Rabbi Eleazar über Adam und die Tiere

Hallo.

Hmm :smile: Die frz. Übersetzung entstammt der renommiertesten
französischen Ausgabe des Talmud. Wenn man der nicht trauen
darf…

Mh, der Soncino Talmud ist in Englisch, wie man daraus nun in französisch zitieren will, bleibt wohl nicht nur mir ein Rätsel, es sei denn jemand anders hat diese Quelle wiederum übersetzt. Oder es wurde einfach nur behauptet, dass dieses die Quelle sei. So findet man auch unzählige Zitate im Internet zu diversen Talmud Quellen, welche sich dort so überhaupt nicht finden lassen.
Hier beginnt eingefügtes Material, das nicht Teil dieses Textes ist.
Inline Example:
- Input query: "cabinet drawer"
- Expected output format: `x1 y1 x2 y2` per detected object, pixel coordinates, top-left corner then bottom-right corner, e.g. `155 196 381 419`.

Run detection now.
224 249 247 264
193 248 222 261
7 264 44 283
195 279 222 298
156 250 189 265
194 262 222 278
Das alles sollte aber jedem recht schnell bekannt sein, welcher ernsthaft mit dem Talmud beginnt zu arbeiten.

Und da wird der Verkehr definitv als „rapport sexuel“
bezeichnet.

Und? Nur weil du irgend eine Quelle findest, in welcher man über mehrfache(!) Übersetzung zu einer solchen Interpretation kommt, ist dem so? Auch wenn alle anderen Quellen dieses so überhaupt nicht sehen?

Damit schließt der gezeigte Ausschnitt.